Crítica musical Notas sobre a relação entre compositor e intérprete: Maria João Pires tocando Mendelsson, Mozart e Schulman no Festival de Pâques (2022)
Quem compõe música nunca está só quando coloca sua obra no mundo. Há quem diga que a pessoa compositora seja uma figura solitária sedenta de pessoas. É antes de tudo alguém que trabalha na carência, no sonho e na esperança da recepção de sua obra. Jamais um compositor compõe para o nada, ele compõe para partilhar, porque quer pessoas recebendo algo dele e ele quer, em troca, receber delas, algo que se refira a ele. É uma carência absoluta e não é banal. Para receber, ele dá e dá muito, sem, no entanto, apelar. Ele cria e age como um Deus. Às vezes a obra lhe maltratada depois de nascida, lhe aponta os erros e o que poderia ter sido "se isso ou aquilo fosse retirado ou colocado". A obra, como um espelho, diante dele, nem sempre o encanta, às vezes o que reflete é um grande monstro errante com suas composições. O compositor sofre porque quer dar o melhor a quem lhe escuta. Ele sofre pelo outro. Não é um narcisista, é um mártir e um piedoso, pois lhe confere querer dar, mesmo que a margem do desdém lhe seja muito mais provável.
E, mesmo lançada, não existe obra pronta. Mesmo que a coloque aos outros como "obra concluída", ela jamais está assim. Ela precisa agora de intérpretes, ela precisa de ouvidos, precisa de acolhimentos. Sem isso, é algo que nasceu morto ou que hiberna, esperando uma luz de vida. Assim, o compositor é uma fonte para a fecundação, não um gerador. Quem gera, é quem toma a obra e a executa, a partilha, a vivencia, a escuta. Sua capacidade de criar é a de fecundar, como uma semente no chão, como uma palavra divina de "faça-se algo". Mas, se a vida irá se manter, isso não depende de quem a fecunda. Quem dá vida à obra é o povo que recebe a obra. Nesse povo, está desde alguém que a escuta por acaso e se sente tocado por ela, a quem a executa e quem a interpreta. É um mundo de gentes que geram e alimentam a música.
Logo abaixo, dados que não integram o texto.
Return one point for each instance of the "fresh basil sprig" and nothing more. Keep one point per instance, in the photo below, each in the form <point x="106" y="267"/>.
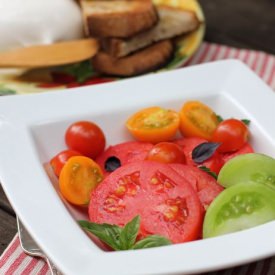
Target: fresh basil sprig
<point x="123" y="238"/>
<point x="204" y="151"/>
<point x="208" y="171"/>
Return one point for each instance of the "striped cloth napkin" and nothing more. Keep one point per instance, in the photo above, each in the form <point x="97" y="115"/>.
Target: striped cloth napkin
<point x="14" y="261"/>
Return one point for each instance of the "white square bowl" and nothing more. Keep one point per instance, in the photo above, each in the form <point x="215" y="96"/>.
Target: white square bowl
<point x="32" y="131"/>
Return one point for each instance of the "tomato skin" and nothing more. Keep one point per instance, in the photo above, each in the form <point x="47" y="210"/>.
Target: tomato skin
<point x="166" y="152"/>
<point x="197" y="120"/>
<point x="78" y="177"/>
<point x="232" y="134"/>
<point x="214" y="163"/>
<point x="58" y="161"/>
<point x="166" y="202"/>
<point x="85" y="137"/>
<point x="153" y="124"/>
<point x="126" y="152"/>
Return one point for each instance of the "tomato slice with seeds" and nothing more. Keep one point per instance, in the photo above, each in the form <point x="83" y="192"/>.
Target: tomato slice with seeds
<point x="153" y="124"/>
<point x="166" y="152"/>
<point x="197" y="120"/>
<point x="78" y="177"/>
<point x="166" y="202"/>
<point x="205" y="185"/>
<point x="125" y="152"/>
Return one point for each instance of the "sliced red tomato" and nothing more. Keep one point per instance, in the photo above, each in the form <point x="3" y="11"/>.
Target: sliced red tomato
<point x="214" y="163"/>
<point x="247" y="148"/>
<point x="58" y="161"/>
<point x="123" y="153"/>
<point x="205" y="185"/>
<point x="166" y="152"/>
<point x="154" y="124"/>
<point x="165" y="201"/>
<point x="232" y="134"/>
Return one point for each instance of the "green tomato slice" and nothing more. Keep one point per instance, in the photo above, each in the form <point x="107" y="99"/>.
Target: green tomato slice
<point x="239" y="207"/>
<point x="248" y="168"/>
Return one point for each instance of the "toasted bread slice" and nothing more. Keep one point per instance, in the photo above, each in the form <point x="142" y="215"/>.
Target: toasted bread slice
<point x="140" y="62"/>
<point x="172" y="22"/>
<point x="118" y="18"/>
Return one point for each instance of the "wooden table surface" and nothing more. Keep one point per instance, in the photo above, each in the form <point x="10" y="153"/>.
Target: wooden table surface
<point x="245" y="24"/>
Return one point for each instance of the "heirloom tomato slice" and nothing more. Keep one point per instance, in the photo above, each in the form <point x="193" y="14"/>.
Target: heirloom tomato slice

Tudo isso vale para a arte em geral. Mas, focando na música, e indo adiante com isso, basta pensarmos nas salas de concerto. Quem está ali? Muito raramente um compositor, sempre e frequentemente o povo. Essas linhas, enfim, querem trazer à baila o reconhecimento de uma grande intérprete: a portuguesa Maria João Pires, que interpretou Mozart, Mendelsson e Schulman, com a Orquestra Filarmônica de Monte-Carlo, no Festival de Pâques (2022). Especialmente tocando Mendelsson, Maria João Pires torna possível sentir o compositor como um frescor de manhã: vivo, novo e necessário.
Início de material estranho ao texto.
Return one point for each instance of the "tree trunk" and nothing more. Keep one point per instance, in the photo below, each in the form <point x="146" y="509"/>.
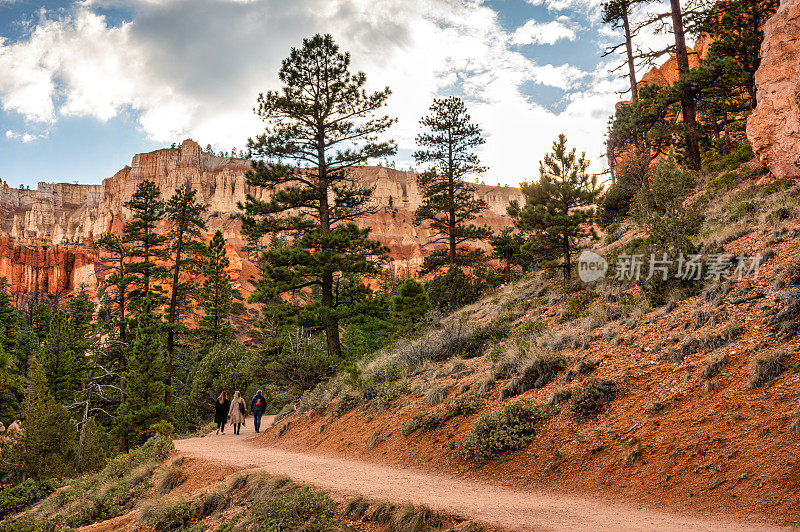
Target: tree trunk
<point x="173" y="315"/>
<point x="567" y="260"/>
<point x="330" y="323"/>
<point x="687" y="98"/>
<point x="629" y="51"/>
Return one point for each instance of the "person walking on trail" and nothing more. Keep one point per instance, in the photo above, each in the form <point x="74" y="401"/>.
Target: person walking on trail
<point x="237" y="412"/>
<point x="258" y="405"/>
<point x="221" y="408"/>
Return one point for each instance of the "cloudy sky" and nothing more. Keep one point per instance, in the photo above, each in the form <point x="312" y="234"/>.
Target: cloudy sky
<point x="86" y="84"/>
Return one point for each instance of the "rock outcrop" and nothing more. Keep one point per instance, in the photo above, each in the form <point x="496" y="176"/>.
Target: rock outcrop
<point x="774" y="127"/>
<point x="50" y="229"/>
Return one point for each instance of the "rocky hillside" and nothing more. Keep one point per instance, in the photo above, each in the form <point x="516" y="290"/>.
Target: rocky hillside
<point x="588" y="388"/>
<point x="49" y="231"/>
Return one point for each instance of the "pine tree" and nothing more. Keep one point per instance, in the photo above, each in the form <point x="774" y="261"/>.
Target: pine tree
<point x="449" y="203"/>
<point x="187" y="250"/>
<point x="47" y="446"/>
<point x="507" y="248"/>
<point x="62" y="358"/>
<point x="737" y="30"/>
<point x="322" y="122"/>
<point x="558" y="208"/>
<point x="687" y="96"/>
<point x="114" y="301"/>
<point x="145" y="378"/>
<point x="616" y="12"/>
<point x="216" y="295"/>
<point x="145" y="244"/>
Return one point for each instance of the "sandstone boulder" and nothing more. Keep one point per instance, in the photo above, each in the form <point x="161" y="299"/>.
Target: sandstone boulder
<point x="774" y="127"/>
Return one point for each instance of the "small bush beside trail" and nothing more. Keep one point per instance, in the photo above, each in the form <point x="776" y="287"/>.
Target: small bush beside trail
<point x="506" y="429"/>
<point x="592" y="398"/>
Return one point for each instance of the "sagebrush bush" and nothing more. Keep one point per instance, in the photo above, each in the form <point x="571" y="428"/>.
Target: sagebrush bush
<point x="171" y="477"/>
<point x="535" y="374"/>
<point x="18" y="497"/>
<point x="765" y="367"/>
<point x="435" y="394"/>
<point x="577" y="306"/>
<point x="506" y="429"/>
<point x="303" y="509"/>
<point x="713" y="368"/>
<point x="460" y="405"/>
<point x="592" y="398"/>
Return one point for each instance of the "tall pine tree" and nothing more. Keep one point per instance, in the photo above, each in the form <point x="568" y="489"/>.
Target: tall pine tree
<point x="558" y="210"/>
<point x="145" y="378"/>
<point x="62" y="356"/>
<point x="187" y="250"/>
<point x="114" y="301"/>
<point x="145" y="244"/>
<point x="448" y="146"/>
<point x="320" y="126"/>
<point x="216" y="295"/>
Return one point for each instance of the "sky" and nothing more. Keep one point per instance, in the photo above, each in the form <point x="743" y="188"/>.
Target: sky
<point x="84" y="85"/>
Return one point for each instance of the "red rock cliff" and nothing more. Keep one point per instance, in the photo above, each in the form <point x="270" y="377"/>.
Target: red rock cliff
<point x="774" y="127"/>
<point x="59" y="214"/>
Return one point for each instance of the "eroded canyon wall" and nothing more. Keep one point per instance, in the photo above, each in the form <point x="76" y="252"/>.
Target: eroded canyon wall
<point x="53" y="226"/>
<point x="774" y="127"/>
Existe uma grande diferença entre executar e interpretar uma obra musical. Isso deve ser dito e repetido, não como uma frase ranzinza, mas como um lembrete, principalmente para quem acha que isso não existe. Algumas pessoas executam sem dar tanta vida, é uma experiência mais material da música, a execução tout-court do instrumento. Outras lhe dão uma experiência mais vital, ultrapassam o instrumento, lhe dão algo que nova alma ou outra alma, nos conduz ao metafísico, no âmbito de estarmos dentro do instrumento e ao mesmo tempo como se estivesses além dele e graças a ele.
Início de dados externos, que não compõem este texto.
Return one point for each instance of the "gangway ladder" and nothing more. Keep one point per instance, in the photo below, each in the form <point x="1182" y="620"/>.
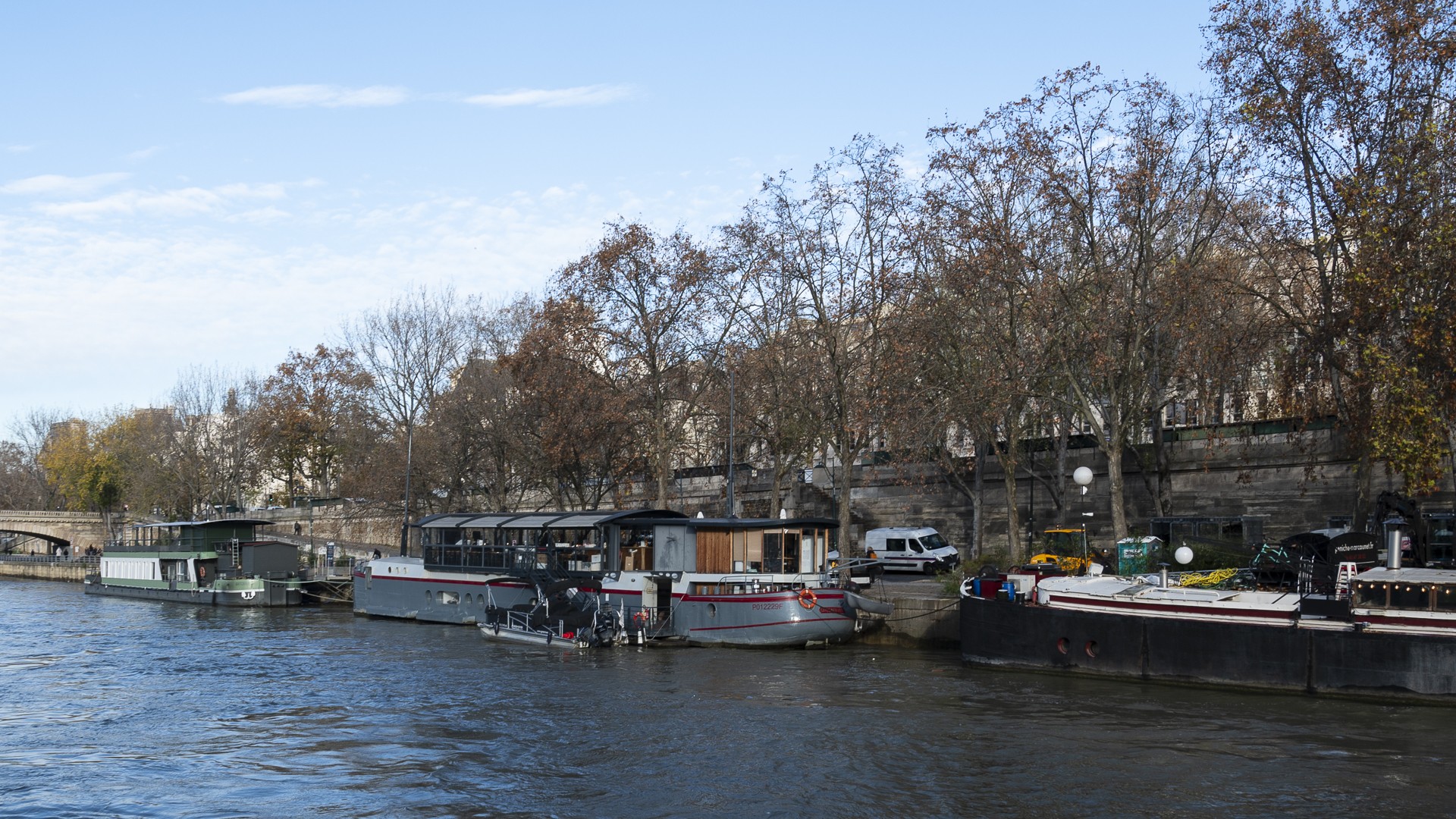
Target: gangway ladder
<point x="1345" y="579"/>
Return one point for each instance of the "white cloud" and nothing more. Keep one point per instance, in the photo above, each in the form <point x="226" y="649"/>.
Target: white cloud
<point x="175" y="203"/>
<point x="321" y="95"/>
<point x="554" y="98"/>
<point x="55" y="184"/>
<point x="126" y="271"/>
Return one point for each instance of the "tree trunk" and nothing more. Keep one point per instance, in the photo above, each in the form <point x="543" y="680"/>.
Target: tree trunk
<point x="1114" y="487"/>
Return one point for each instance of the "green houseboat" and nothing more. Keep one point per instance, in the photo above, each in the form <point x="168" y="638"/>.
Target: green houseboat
<point x="212" y="563"/>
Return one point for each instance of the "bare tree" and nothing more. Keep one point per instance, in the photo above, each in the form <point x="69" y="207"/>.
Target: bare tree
<point x="839" y="248"/>
<point x="1350" y="110"/>
<point x="411" y="349"/>
<point x="661" y="308"/>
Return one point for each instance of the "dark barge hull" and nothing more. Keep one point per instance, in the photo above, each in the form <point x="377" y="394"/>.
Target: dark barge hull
<point x="280" y="596"/>
<point x="1310" y="656"/>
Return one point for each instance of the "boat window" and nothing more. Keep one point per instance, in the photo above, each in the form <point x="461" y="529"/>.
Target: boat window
<point x="1446" y="598"/>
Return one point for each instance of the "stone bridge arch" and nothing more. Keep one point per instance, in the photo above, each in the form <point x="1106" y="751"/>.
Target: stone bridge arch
<point x="74" y="531"/>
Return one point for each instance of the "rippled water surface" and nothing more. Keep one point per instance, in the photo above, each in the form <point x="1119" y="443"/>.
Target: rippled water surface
<point x="139" y="708"/>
Uma experiência paradoxal que a música pode nos conduzir: nós ficamos indo para fora e de volta ao corpo, porque é o coração que pulsa junto. Maria João Pires faz isso. Ela "conversa musical e manualmente" com os compositores e mostra, no acolhimento da obra, que é possível também a continuidade da criatividade e, mais que isso, a geração da vitalidade, "geração" que não é a do tempo, mas a do "gerar" continuamente, jamais preso unicamente ao tempo falível da história. É a continuidade da vida provando sua força entre o povo, atravessando a pandemia e gerando algo além. É a vida nos dedos de Maria João Pires, cuidando da vitalidade da música.